Later that day, I walk through the village. The usual paths have become an impenetrable jumble of tree trunks and branches. Among the ruins of houses, people are passing by… my friends and parents of my students. They are gathering what was left after the storm. I expected tears and helplessness. Instead, they smile at me. They are happy that we see each other and that we are alive. A strange feeling. Tonight I go to sleep with a slight sense of guilt. I am one of the few who will be sleeping on a dry bed. Or on any bed at all. I think of my friends in villages deep in the jungle, in featherweight bamboo huts that must have been the first to be destroyed by the cyclone. How are they spending the night?
The morning after. The sun rises over the hills of western Tanna. I look out of the window of my room and the landscape around me looks like pictures from the First World War, like Verdun. Bare land with tree stumps. Everything is devastated as far as the eye can see. With my fellow teachers, we begin to clean up around our houses. We began to realize the extent of what had just happened. We were preparing for weeks or even months without running water, electricity or communication.
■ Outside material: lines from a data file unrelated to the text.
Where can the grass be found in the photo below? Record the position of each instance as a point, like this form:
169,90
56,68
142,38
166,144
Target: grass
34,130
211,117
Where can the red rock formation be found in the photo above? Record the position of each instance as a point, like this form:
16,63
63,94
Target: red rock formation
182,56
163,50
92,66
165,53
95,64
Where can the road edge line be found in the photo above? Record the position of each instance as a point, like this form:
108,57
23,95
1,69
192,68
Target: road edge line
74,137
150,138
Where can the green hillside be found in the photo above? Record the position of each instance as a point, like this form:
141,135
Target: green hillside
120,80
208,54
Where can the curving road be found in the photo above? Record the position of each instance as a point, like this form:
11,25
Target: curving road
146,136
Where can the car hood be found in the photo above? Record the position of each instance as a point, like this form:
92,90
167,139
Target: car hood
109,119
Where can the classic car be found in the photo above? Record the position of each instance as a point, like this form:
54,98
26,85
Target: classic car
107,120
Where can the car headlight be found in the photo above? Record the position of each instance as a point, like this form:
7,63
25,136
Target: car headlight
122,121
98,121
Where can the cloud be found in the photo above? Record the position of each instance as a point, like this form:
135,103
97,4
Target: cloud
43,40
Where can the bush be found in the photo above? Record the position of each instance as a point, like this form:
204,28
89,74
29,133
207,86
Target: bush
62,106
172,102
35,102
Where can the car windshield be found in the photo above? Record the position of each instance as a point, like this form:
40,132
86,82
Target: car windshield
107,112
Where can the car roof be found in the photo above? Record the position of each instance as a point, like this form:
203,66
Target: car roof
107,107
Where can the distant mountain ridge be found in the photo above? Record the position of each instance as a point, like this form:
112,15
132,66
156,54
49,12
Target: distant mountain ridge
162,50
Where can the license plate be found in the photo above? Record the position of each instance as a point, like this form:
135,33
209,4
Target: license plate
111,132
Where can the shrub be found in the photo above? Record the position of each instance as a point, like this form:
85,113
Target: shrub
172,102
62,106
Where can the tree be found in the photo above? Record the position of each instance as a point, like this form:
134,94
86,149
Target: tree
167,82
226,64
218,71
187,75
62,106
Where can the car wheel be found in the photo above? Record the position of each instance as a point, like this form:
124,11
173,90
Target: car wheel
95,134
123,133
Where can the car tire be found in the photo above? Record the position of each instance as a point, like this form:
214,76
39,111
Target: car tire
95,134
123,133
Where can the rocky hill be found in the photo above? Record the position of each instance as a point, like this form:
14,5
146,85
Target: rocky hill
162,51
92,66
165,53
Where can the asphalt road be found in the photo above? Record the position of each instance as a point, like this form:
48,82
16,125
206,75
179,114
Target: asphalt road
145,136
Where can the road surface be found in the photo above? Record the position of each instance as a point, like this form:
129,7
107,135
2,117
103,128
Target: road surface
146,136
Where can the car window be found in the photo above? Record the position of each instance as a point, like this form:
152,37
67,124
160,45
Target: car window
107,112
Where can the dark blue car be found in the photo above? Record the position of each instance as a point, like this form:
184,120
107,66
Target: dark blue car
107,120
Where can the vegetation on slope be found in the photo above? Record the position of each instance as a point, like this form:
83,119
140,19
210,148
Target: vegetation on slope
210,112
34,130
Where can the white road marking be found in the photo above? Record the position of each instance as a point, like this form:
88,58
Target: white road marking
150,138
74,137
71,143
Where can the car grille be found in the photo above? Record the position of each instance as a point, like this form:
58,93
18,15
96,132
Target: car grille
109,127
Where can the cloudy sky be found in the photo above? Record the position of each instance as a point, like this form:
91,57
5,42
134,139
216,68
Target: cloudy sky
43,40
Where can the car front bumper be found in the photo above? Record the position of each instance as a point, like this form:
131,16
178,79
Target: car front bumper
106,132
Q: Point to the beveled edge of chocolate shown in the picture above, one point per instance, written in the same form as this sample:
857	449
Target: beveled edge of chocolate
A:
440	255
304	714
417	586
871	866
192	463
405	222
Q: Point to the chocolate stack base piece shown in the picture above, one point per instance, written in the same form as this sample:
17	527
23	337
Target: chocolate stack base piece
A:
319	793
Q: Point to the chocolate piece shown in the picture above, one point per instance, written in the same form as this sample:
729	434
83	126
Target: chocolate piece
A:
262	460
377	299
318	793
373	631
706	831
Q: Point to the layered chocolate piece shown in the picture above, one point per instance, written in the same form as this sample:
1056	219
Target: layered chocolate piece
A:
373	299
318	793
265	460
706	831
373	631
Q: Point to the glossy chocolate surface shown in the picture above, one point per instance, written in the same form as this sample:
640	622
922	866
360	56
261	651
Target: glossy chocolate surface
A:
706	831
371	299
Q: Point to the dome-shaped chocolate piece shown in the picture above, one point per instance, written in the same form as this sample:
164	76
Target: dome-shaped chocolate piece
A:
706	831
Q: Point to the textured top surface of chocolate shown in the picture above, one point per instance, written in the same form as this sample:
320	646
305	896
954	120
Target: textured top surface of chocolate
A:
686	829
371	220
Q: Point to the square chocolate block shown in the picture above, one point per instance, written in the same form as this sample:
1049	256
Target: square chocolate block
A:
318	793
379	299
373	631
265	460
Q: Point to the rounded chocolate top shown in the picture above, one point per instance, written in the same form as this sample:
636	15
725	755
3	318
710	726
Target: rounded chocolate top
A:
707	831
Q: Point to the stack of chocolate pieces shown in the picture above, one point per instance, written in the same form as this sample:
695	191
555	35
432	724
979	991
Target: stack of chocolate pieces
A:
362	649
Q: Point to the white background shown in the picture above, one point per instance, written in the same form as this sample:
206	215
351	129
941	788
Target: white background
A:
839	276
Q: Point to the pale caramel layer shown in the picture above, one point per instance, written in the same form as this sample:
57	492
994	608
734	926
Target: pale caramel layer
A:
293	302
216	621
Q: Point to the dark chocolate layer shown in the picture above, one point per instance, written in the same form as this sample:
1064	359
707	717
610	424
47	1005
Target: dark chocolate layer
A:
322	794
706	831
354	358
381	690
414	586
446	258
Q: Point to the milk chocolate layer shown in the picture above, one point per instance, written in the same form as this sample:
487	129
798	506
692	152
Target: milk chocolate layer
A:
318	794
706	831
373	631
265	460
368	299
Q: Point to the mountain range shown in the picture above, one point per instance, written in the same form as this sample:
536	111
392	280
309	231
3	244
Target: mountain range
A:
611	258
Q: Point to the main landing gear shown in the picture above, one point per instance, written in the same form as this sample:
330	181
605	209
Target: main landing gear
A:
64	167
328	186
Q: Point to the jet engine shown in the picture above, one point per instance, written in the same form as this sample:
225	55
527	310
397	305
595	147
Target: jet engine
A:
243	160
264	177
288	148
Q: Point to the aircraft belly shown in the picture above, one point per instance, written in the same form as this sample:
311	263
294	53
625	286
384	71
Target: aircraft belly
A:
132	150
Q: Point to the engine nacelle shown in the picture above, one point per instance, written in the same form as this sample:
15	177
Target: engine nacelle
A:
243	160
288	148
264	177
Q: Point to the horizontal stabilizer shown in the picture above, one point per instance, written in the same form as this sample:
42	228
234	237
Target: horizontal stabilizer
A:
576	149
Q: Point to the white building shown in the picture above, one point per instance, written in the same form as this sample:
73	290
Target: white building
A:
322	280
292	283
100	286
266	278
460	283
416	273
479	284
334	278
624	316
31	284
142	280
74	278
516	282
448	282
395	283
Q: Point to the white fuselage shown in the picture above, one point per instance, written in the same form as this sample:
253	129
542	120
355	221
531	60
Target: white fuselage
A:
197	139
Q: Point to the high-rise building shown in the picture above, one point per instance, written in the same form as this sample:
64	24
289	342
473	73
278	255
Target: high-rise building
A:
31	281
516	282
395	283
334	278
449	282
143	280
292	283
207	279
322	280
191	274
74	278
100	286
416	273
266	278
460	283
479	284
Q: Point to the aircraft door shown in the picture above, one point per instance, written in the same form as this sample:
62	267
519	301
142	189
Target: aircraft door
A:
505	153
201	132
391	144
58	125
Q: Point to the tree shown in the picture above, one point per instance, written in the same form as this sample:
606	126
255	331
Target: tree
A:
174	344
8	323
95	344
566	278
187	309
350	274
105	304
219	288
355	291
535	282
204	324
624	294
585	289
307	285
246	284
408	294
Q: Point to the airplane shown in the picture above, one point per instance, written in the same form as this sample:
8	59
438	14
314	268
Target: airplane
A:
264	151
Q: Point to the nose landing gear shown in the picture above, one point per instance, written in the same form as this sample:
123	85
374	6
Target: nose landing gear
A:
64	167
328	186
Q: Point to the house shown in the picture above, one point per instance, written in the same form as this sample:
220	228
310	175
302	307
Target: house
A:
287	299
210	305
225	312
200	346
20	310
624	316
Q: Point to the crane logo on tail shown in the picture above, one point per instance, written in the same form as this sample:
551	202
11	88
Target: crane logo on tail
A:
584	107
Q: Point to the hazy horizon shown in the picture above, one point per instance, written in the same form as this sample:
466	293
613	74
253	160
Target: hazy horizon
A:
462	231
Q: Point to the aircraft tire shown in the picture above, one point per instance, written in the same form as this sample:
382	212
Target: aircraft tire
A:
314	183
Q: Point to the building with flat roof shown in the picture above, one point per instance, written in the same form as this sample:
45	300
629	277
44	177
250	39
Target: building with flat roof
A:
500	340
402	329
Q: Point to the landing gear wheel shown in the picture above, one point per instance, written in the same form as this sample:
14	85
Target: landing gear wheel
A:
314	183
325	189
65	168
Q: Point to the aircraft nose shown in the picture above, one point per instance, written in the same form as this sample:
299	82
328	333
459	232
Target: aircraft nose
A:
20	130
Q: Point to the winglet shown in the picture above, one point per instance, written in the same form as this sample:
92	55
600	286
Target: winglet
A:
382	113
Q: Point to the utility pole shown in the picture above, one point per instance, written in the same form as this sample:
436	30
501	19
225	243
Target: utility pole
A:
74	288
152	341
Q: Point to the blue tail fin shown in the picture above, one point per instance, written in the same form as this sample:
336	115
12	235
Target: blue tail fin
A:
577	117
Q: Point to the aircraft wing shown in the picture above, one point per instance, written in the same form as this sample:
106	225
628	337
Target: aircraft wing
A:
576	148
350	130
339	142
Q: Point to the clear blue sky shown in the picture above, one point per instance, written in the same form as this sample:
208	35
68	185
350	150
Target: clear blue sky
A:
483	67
Two days after the cyclone, my colleague Jeff and I went to the hospital in Lénakel. It was the same scene everywhere. Houses in ruins, broken trees. The lush green forest that used to cover the island has disappeared and now looks more like a brownish stubble field spread over the hills. Jeff is a medic and is volunteering at the hospital. Over the next few days, the first humanitarian teams arrive at the hospital, as well as the French army. I translate for them into the local language for the patients who slowly arrive from all parts of the island. In the afternoons, I volunteer as an IT specialist at the WHO office, which was set up quickly. There is a lot of work to do and it helps not to think too much about all the destruction around. The work makes the days fly by. About three months after the cyclone hit, we manage to get the school up and running again. We start to teach again, but the reconstruction of the school and the whole island will take a long time. I am writing these lines with immense gratitude to all the organizations, volunteers and donors who helped us get back on our feet.